NASHVILLE, Tenn: OneOncology leaders -- Aaron Lyss, MBA and Stephen Schleicher, MD, MBA -- and leaders at Tuple Health, published an article in the Journal of American Medical Association (JAMA) Oncology examining the implications of the newly approved standard-of-care immunotherapies within the Centers for Medicare and Medicaid Services' (CMS) value-based payment model, the Oncology Care Model (OCM).
The published work in JAMA Oncology is evidence of OneOncology's commitment to a data-driven understanding of the implications of caring for patients within the OCM and other alternative payment models. OneOncology's physician leadership is actively engaged to help the CMS and commercial payers structure the most appropriate value-based arrangements for patients and practices.
Jeffrey Vacirca, MD, CEO of New York Cancer & Blood Specialists and founding partner of OneOncology, said of the findings: While these findings are informative for the CMS as the agency looks ahead to the next iteration of the OCM, they're also instructive for practices, which should be planning for value-based arrangements now. Alternative payment models are coming fast. For practices to succeed and not get left behind, they'll need to lead through implementation, research and education.
In the JAMA Oncology article, the authors unveil a study conducted at Tennessee Oncology of more than 90 oncologists who treated 2,623 patients in the OCM during the second performance period, which included six-month episodes of care starting between January and June 2017.
The study showed that in over half of the 118 lung cancer episodes with expenditures above the OCM baseline target there were no emergency department visits, hospitalizations, and post-acute care stays. Importantly, in over two-thirds of these cases, expenditures were above target costs solely because of the use of new National Comprehensive Cancer Network (NCCN) recommended immunotherapies, which became the standard of care treatment based on overall survival improvements1,2 after the OCM baseline period.3 The time frame of the OneOncology study occurred after the OCM baseline period determining episode of care costs, which began in 2012 and ended in 2015.
The authors write that these trends suggest, by holding oncologists accountable for the total cost of drugs used during an episode, guideline-concordant use of novel therapies could pose significant challenges to success in the OCM. This is an especially acute concern for practices that could be required to transition to 2-sided risk in January 2020 to remain in the model.
CMMI (Center for Medicare & Medicaid Innovation) has been impressive in building and maintaining a model in a challenging disease for value-based reimbursement models.
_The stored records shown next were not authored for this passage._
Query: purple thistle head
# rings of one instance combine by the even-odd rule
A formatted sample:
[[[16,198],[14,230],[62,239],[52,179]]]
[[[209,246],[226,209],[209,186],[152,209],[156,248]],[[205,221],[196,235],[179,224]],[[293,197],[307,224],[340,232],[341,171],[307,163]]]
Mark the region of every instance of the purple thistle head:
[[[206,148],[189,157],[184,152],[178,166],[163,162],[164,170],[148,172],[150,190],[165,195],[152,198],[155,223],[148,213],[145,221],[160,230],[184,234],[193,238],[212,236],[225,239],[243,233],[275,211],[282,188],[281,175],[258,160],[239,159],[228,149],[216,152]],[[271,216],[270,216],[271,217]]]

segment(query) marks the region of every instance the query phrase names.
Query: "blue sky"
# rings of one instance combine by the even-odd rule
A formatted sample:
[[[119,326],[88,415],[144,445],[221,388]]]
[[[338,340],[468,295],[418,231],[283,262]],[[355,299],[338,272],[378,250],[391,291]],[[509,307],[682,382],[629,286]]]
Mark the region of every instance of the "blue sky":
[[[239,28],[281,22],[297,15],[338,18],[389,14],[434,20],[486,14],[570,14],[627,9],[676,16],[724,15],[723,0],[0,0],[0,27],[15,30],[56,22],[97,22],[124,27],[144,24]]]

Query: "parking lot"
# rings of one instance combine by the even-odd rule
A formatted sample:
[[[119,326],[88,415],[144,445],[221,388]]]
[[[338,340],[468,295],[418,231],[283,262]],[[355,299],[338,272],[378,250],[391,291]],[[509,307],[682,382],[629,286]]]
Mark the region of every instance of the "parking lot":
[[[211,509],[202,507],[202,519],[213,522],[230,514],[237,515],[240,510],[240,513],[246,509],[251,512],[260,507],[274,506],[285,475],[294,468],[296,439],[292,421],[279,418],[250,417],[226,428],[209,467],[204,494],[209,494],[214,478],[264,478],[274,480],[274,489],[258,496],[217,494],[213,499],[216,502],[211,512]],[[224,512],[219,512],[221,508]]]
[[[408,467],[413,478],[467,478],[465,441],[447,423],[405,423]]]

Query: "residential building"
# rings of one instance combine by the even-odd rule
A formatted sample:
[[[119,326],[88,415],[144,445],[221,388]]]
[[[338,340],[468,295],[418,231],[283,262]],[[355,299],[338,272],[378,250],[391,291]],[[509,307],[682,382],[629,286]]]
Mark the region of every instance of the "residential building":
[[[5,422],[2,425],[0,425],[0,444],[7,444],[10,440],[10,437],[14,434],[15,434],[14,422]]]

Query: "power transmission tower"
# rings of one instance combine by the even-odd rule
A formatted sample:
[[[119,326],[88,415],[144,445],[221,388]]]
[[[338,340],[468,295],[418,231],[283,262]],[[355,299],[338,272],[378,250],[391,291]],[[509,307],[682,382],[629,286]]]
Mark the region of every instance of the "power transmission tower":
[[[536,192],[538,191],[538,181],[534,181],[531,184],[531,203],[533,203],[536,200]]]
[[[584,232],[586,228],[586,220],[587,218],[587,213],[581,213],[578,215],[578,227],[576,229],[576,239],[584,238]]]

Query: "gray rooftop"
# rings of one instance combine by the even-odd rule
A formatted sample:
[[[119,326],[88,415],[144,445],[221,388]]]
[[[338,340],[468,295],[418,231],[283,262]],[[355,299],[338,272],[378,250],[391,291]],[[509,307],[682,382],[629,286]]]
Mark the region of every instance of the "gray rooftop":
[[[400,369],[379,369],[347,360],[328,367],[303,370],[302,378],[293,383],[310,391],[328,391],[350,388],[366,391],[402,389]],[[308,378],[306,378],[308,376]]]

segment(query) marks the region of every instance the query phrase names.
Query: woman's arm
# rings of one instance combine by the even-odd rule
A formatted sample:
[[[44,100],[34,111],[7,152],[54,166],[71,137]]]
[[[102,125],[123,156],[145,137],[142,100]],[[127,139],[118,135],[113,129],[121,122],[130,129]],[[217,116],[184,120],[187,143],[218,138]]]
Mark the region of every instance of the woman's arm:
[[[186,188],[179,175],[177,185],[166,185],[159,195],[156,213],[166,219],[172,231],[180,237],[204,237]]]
Their commitment to making methodology transparent allows for clinicians and researchers to continuously analyze and improve the use of the model, the authors said.
The authors recommend that instead of holding oncologists accountable for the total cost of drugs used -- a metric dependent on drug prices beyond an oncologist's control -- a more appropriate lever for CMMI to use to reduce unnecessary drug spending would be to hold oncologists accountable for any inappropriate use of low-value treatment by measuring pathway adherence, which is within an oncologist's control.